In quell’apocrifo, infatti, si immaginava una lotta tra Satana e Michele — l’angelo che nel libro del profeta Daniele (10,13) difende la causa di Dio e del suo popolo — per ottenere il cadavere di Mosè: bastò un semplice ordine a strappare al diavolo il corpo santo della guida di Israele nel deserto. Ma Giuda combatte contro una più attuale pretesa demoniaca, quella dei falsi maestri che s’infìltrarono nella comunità cristiana.

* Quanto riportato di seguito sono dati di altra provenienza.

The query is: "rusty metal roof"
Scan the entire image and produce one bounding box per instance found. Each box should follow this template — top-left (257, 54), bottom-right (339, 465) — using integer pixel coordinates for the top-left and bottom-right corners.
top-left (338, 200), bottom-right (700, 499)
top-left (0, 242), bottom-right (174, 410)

Gli epiteti che riserva loro sono coloriti (tra l’altro, l’autore scrive in un buon greco): empi e dissoluti, impuri, ribelli, infami, sobillatori, svergognati, adulatori, superbi, impostori.

Basterebbe solo leggere questo brano vivacissimo e fin pittoresco: «Essi sono la sozzura dei vostri banchetti ove siedono a mensa senza vergogna, pascendo sé stessi; sono come nubi senza pioggia spazzate via dai venti, alberi di fine stagione privi di frutti, due volte morti e sradicati, onde selvagge del mare che schiumano le loro infamie, astri erranti ai quali è destinata la caligine della tenebra eterna» (versetti 12-13).

La Lettera di Giuda (che, se fosse l’apostolo, forse aveva il secondo nome o il soprannome di Taddeo, dato che così lo citano Marco 3,18 e Matteo 10,3) è, allora, un monito severo e brillante al tempo stesso contro una piaga costante della cristianità, quella delle degenerazioni religiose, capaci di far impallidire «la fede santissima» e di disgregare «l’edificio spirituale» della Chiesa (versetto 20).
Il filosofo inglese del’600 David Hume ricordava che «gli errori dei filosofi sono ridicoli, ma quelli della religione sono sempre pericolosi».